Knowing Feminists: The (Mis)use of (Our)selves

2020 
In this chapter we focus on how feminist academics are invited and even compelled to share and narrate their experiences of becoming academic. Specifically, we explore how personal accounts of (mis)recognition, feeling like an imposter, and failure are implicated in feminists taking up space across the career course. We return to feminist methodological debates, and question how experiential ways of knowing—via the self—are become empirical material. This chapter is inspired and contextualised by three examples of telling or storying academic selves, which take place online as well as face-to-face: the #immodestwomen hashtag on academic Twitter, the increasing attention to and confessing of ‘imposter syndrome’, and the production and circulation of ‘CVs of failure’. We suggest that such instances are fractured by career categories and entrenched intersectional inequalities, and moreover, conceptualise each as an example of how becoming-academic is narrated to both claim and contest academic recognition.

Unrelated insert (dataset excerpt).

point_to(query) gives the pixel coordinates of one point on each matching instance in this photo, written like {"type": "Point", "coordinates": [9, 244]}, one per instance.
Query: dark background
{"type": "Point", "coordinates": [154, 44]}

We situate the three examples of academics sharing their experiences in relation to enduring feminist debates about the epistemological and political significance of experiential knowledge, including the limits of reflexivity, confessional modes of telling, and the commodification of diversity stories. As such this chapter returns to our methodological concern with feminist research that remains ambivalently committed to accounts of our own experiences as empirical material, as we ask how feminists can continue to work with such methods in fragmented, fractured, and interrupted ways.